Zoltan Sebescen

Personal information
- Full name: Zoltan Sebescen
- Date of birth: 1 October 1975 (age 50)
- Place of birth: Ehingen, West Germany
- Height: 1.89 m (6 ft 2 in)
- Position(s): Right-back, right winger

Youth career
- 1982–1994: Stuttgarter Kickers

Senior career*
- Years: Team / Apps / (Gls)
- 1994–1999: Stuttgarter Kickers / 72 / (7)
- 1999–2001: VfL Wolfsburg / 40 / (10)
- 2001–2004: Bayer Leverkusen / 32 / (3)
- Total:  / 144 / (20)

International career
- 1999–2000: Germany B / 3 / (1)
- 2000: Germany / 1 / (0)

= Zoltán Sebescen =

German footballer

Zoltan Sebescen (Zoltán Sebestyén, /hu/; born 1 October 1975) is a German former professional footballer who played as a right-back or right-winger.

==Club career==
Sebescen was born in Ehingen. He started his career at Stuttgarter Kickers, where he played at a senior level from 1994, in the Regionalliga Süd, and from, in 1996 the 2. Bundesliga. In 1999, he transferred to Bundesliga side VfL Wolfsburg and then in 2001 to Bayer Leverkusen. With Bayer, Sebescen played in the 2002 UEFA Champions League Final, losing to Real Madrid. In 2003, he had to undergo several knee surgeries, due to problems caused by lyme disease. Having not been able to play for years, Sebescen announced his early retirement, aged 29, on 16 August 2005. He had played 72 times in the Bundesliga, scoring 13 times, and 52 times in the 2. Bundesliga, scoring 5 times.

==International career==
Sebescen became the first VfL Wolfsburg player to earn a cap for the Germany national football team when he played in a friendly against the Netherlands in Amsterdam in February 2000. Being placed in an unaccustomed right-back position, he produced a dismal performance against Dutch winger Boudewijn Zenden and was substituted at half-time.

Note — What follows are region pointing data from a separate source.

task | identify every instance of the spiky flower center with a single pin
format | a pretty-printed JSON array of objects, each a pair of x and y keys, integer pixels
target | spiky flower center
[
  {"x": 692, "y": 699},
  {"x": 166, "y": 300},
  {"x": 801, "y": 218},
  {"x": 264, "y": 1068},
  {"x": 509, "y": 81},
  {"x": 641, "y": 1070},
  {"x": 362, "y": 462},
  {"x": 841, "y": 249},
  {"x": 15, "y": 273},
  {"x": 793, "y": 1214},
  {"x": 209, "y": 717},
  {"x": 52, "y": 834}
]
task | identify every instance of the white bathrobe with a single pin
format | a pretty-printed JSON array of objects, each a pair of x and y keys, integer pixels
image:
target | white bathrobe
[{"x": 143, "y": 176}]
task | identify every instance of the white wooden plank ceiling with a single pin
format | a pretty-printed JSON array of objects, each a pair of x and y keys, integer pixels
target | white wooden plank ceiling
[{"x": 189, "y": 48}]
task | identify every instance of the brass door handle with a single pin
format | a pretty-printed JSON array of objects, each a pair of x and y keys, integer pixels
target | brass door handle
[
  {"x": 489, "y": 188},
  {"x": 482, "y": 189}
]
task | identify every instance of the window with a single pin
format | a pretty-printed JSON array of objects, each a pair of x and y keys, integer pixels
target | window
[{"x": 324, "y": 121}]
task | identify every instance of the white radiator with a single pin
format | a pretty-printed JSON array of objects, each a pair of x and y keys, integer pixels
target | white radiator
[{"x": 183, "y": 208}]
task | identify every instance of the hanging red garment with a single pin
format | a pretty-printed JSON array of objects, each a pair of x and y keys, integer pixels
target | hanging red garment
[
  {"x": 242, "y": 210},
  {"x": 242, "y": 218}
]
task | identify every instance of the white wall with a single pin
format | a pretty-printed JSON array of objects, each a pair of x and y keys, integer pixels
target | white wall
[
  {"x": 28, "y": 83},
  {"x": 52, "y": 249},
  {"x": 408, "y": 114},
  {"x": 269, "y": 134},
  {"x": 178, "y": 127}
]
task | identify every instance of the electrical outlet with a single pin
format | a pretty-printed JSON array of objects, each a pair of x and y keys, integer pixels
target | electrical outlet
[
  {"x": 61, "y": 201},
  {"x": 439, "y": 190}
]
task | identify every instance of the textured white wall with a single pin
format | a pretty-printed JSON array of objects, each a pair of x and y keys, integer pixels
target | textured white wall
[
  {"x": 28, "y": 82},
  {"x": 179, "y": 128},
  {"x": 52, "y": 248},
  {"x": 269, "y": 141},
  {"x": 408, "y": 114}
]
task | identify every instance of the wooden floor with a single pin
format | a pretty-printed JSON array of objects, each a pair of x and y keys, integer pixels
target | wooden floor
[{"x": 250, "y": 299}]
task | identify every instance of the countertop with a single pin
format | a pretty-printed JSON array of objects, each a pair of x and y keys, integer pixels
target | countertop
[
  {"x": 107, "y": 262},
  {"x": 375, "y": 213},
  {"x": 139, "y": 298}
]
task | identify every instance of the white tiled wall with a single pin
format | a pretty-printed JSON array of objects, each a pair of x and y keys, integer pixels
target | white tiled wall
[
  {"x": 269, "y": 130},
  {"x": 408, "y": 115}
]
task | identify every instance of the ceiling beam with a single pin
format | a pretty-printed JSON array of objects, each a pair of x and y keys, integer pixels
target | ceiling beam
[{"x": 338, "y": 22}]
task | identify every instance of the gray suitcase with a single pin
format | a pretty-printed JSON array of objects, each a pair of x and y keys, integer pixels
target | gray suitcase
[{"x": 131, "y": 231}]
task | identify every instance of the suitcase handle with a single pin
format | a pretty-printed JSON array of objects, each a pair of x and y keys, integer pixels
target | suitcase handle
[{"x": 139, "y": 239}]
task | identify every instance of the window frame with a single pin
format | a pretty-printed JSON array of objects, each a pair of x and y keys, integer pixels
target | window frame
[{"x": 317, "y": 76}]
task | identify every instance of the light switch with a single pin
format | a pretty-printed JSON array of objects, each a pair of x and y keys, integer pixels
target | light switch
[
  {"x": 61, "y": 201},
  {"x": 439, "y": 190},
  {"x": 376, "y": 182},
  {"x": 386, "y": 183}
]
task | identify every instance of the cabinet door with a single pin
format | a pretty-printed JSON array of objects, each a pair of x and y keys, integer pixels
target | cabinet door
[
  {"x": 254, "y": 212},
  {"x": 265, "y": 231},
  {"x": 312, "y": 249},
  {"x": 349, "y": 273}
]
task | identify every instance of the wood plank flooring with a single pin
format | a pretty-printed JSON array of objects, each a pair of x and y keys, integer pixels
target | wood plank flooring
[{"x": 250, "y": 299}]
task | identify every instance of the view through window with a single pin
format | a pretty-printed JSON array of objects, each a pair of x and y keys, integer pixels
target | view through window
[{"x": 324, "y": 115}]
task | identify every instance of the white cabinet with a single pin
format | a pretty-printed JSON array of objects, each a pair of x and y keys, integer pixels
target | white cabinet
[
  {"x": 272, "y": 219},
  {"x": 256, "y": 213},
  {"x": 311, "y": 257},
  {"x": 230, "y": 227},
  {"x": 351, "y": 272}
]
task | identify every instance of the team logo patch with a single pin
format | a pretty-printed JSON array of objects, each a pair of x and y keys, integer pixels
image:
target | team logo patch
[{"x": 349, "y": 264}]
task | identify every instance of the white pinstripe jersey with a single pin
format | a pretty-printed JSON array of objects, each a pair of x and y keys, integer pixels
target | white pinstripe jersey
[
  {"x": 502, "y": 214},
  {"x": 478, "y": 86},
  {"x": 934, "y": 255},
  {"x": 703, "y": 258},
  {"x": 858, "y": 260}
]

He subsequently was not called up again.

==Coaching career==
In July 2007, he started working as youth coordinator for his first club, Stuttgarter Kickers.

==Personal life==
He is of Hungarian descent.

On 31 October 2019, 44-year-old Sebescen returned to the pitch, signing for German amateur club TV Unterboihingen. Since his retirement in 2005, Sebescen had only played old-boys football, among others for his former club Bayer Leverkusen. Sebescen had worked together with Unterboihingen's manager Daniel Zeller's brother, Philipp, at the sporting goods company Decathlon. Sebescen got his debut for Unterboihingen on 1 December 2019.